Einige Jahrzehnte lang war der Platz rund um den Brunnen beliebter Treffpunkt junger Menschen. Meist nach der Schule oder nach einer Vorlesung stand man in Grüppchen zusammen und tauschte sich aus.

Vor Jahren standen Reparaturen an, sie wurden aber nicht ausgeführt, und so lag der Brunnen lange Zeit trocken. Nach notdürftiger Instandsetzung im Jahre 2023 führt der Lambertusbrunnen zur allerseitigen Freude wieder Wasser. Weitere größere Instandsetzungsarbeiten stehen in den nächsten Jahren an. Es wäre begrüßenswert, wenn bei dieser Gelegenheit die alten Brunnenteile integriert werden würden...


Der alte Drubbel

Der historische Drubbel um 1905 vor dem Abriss
Der historische Drubbel um 1905 vor dem Abriss
Der Platz nach Abriss des Drubbels um 1910 und 2015
Der Platz nach Abriss des Drubbels um 1910 und 2015

Auf engstem Raum, es waren nur 441 qm, standen 10 Wohn- und Geschäftshäuser. Das kleinste Haus hatte eine Grundfläche von wenig mehr als 20 qm. In der Mitte der Gebäudeansammlung befand sich ein kleiner Hof. Es gab ein Kurzwarengeschäft, einen Frisör, eine Messerschmiede, einen Kolonialwarenladen, ein Geschäft für Seilerwaren, einen Papier- und Bilderladen, eine Weinhandlung, eine Annoncenannahme und weitere Geschäfte. Über den Ladenlokalen waren die kleinen Wohnungen der Geschäftsleute...

 

Die Durchfahrt für die Straßenbahn war an der schmalsten Stelle nur etwas mehr als 4 Meter breit. Sie fuhr damals nicht schneller als gemächliche 12 Stundenkilometer.

 

Die Fahrradfahrer waren aufgefordert abzusteigen. Andere Fahrzeuge, es waren damals meist Pferdefuhrwerke, durften nur im Schritttempo fahren.

 

Nach einem Brand, der offensichtlich für die Stadtväter gelegen kam - man munkelte von Brandstiftung -, wurden die Gebäude in den Jahren 1906/07 abgebrochen. Das Motiv für diese Entscheidung lag in dem zunehmenden Straßenverkehr, für den die dichte Bebauung ein störendes Nadelöhr darstellte.

 

Das Juwel eines historischen Baudenkmals ging für immer verloren.
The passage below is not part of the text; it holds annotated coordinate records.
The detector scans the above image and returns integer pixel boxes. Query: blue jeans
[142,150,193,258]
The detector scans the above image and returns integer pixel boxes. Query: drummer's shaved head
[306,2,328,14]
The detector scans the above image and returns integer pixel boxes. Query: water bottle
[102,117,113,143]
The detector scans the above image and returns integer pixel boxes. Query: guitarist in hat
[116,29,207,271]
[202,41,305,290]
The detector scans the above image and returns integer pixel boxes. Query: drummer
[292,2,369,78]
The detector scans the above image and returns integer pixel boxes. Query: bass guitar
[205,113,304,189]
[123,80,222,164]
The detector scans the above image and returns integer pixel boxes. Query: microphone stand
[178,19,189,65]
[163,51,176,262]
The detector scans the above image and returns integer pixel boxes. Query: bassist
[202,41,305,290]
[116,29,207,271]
Als Ende August 1907 Kaiser Wilhelm II. die Stadt besuchte, wurde der sich im Abriss befindliche Drubbel mit Tüchern verhängt und mit Girlanden geschmückt. Das kaiserliche Auge sollte mit dem Anblick der hässlichen Ruine nicht belästigt werden.

 

Das nebenstehende Bild zeigt den Kaiser (helle Uniform, rechts am Bildrand) mit großem Gefolge am Drubbel.



Quellen

Text, wenn nicht anders angegeben: Henning Stoffers

Abbildungen: Sammlung Stoffers (Münsterländische Bank - Stadtarchiv)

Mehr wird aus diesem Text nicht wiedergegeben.